The Huffington Post, 20 March 2015 –I last wrote about the diagnosis of my two young sons with Duchenne muscular dystrophy, a fatal genetic muscle wasting disease that will likely kill them before they become men, over six months ago. I was in crisis then, reeling from the shock of the diagnosis, and what this meant for me, Klara, and most importantly, Theo and Oskar.
The prevailing emotion was fear, my mind and heart plagued by an endless carousel of worry and dread. How quickly will they decline? When will they be in wheelchairs? How will Klara cope? How will I cope? Might a significant treatment or cure come? How should we bring them up now? What should our hopes and aspirations be for them, in light of their terminal condition?
Then came the realisation that many of these questions were the unanswerable cries of a desperate parent whose children were not going to be what he had expected, indeed, what he had wished them to be. Parents have the unfortunate disposition either to mould children in their own image, or to force them to be what they are not and never will be. What did I want Theo and Oskar to be? One a great rugby player, the other a great writer?
Such wishes, however, have been rendered meaningless by their Duchenne – the single defective gene they carry, which now seeks to define their whole being. To be a great rugby player requires significant physical prowess and strength, which my sons will never possess, as they cannot produce the one protein vital for all muscles – dystrophin. Without this, muscles can do little more than waste away. And to be a great writer requires time, many decades in fact, which my sons do not have either. Duchenne is ruthless in its course, giving its sufferers little more than a glimmer of adulthood before it takes the most precious organs of all – the heart and lungs.
But then, perhaps Theo and Oskar, irrespective of their illness, will aspire to be neither rugby players nor writers. In Theo, I see a charming, imaginative, thoughtful, resilient little boy who cares little for rugby. And in Oskar, though he is still so very young, I do not see a mind which aspires for literary greatness, but rather one which is ever present and playful, both of which will preclude him from being a literary great, which requires introspection and melancholy.
Much of my suffering, and the suffering of all parents with Duchenne children, in the early years of the disease at least, is attributable to the above – the shattering of expectations. And yet they are just this, merely hopes and wishes, and as I slowly let go of them, my suffering diminishes. Why hanker after what is no longer possible, indeed, what my sons might never have wanted any way.
Theo and Oskar’s disease will shape who they are, but need it limit them, their experience of life. We live in a society dominated by insatiable aspiration and achievement, and push our children to live by these cultural standards without question.
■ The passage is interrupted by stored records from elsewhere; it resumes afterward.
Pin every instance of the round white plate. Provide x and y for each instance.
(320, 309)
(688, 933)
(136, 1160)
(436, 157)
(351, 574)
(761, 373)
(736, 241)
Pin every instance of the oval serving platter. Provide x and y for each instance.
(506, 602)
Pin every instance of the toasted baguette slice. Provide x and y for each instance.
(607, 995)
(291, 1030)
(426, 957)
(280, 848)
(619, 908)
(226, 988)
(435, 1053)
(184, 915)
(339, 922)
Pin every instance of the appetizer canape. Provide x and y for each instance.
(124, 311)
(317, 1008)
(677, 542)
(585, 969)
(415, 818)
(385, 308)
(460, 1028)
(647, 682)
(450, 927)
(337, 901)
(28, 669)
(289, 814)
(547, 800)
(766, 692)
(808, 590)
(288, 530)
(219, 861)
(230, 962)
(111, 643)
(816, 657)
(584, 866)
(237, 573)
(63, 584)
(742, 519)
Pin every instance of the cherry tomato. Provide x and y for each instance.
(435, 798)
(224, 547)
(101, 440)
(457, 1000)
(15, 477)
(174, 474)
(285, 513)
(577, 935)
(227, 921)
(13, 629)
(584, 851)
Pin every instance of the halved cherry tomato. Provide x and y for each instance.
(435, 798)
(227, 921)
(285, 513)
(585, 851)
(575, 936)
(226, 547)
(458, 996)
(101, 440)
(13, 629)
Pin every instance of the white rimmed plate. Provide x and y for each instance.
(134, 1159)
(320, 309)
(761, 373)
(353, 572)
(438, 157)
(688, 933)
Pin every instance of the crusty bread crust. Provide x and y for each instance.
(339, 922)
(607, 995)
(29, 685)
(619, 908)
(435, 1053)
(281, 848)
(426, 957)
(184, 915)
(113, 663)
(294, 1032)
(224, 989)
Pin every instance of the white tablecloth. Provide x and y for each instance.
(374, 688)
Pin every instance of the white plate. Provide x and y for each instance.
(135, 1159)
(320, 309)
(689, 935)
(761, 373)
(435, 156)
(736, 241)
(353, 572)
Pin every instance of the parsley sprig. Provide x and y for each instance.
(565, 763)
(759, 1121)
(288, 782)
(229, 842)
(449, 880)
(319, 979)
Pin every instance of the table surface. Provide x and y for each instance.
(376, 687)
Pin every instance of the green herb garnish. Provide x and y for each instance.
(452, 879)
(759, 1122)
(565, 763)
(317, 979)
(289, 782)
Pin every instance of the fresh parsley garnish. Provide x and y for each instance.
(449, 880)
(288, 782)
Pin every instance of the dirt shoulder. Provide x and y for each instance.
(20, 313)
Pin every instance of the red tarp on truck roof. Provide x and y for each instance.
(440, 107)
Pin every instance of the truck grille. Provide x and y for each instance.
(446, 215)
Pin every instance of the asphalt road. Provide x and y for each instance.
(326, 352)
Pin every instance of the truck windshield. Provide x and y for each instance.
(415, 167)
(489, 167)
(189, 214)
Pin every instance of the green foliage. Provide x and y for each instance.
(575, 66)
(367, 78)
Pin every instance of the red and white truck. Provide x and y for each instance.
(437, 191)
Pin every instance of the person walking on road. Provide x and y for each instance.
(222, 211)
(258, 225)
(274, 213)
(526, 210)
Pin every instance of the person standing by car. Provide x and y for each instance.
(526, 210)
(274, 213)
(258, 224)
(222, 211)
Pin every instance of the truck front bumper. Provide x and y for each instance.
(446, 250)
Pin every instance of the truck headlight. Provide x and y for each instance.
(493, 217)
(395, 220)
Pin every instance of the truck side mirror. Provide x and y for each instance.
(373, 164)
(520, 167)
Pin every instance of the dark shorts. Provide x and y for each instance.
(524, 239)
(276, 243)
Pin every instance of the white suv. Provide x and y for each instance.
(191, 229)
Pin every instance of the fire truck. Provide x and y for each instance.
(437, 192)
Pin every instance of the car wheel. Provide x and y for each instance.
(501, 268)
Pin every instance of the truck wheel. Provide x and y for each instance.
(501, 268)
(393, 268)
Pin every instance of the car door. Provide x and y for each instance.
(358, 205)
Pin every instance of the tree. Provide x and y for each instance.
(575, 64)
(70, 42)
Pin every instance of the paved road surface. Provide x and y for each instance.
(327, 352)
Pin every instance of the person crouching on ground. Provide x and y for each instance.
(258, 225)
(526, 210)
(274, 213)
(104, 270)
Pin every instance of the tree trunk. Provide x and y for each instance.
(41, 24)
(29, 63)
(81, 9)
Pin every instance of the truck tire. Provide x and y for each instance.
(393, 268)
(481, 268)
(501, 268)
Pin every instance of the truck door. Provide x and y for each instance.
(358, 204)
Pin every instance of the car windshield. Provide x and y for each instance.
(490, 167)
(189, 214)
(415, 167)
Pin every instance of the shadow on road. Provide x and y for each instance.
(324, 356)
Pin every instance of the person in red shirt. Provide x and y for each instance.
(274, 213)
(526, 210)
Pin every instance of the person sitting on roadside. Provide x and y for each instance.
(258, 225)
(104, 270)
Unless they become successful lawyers, doctors, accountants or engineers, they have somehow failed, not made the most of life. But are not such aspirations, in truth, life-limiting rather than life-enhancing. Success, as our culture sees it, gives us wealth and power. But what else does it give us? Very little, in fact.
The parent of a disabled child, you are suddenly forced to look with a hard and discerning eye at the society your children live in. Will it nurture them, in spite of their condition, or will it neglect them? How will they live in a society that requires them to compete first and foremost, to be faster, stronger, wealthier, more powerful than the next man?
What drives me now, more than anything, is to nurture my sons’ spirits, to give them the strength to challenge, and perhaps even change, the culture they live in – in whatever small way. Their spirits will prove far more important than what they might earn and own, what they might do for a living.
It requires considerable strength to live another way, to live a life that your parents might not want, indeed that society might not want. Klara and I will do all we can to ensure Theo and Oskar go their own way, find their own meaning in life. We will do this for them, and for other disabled children.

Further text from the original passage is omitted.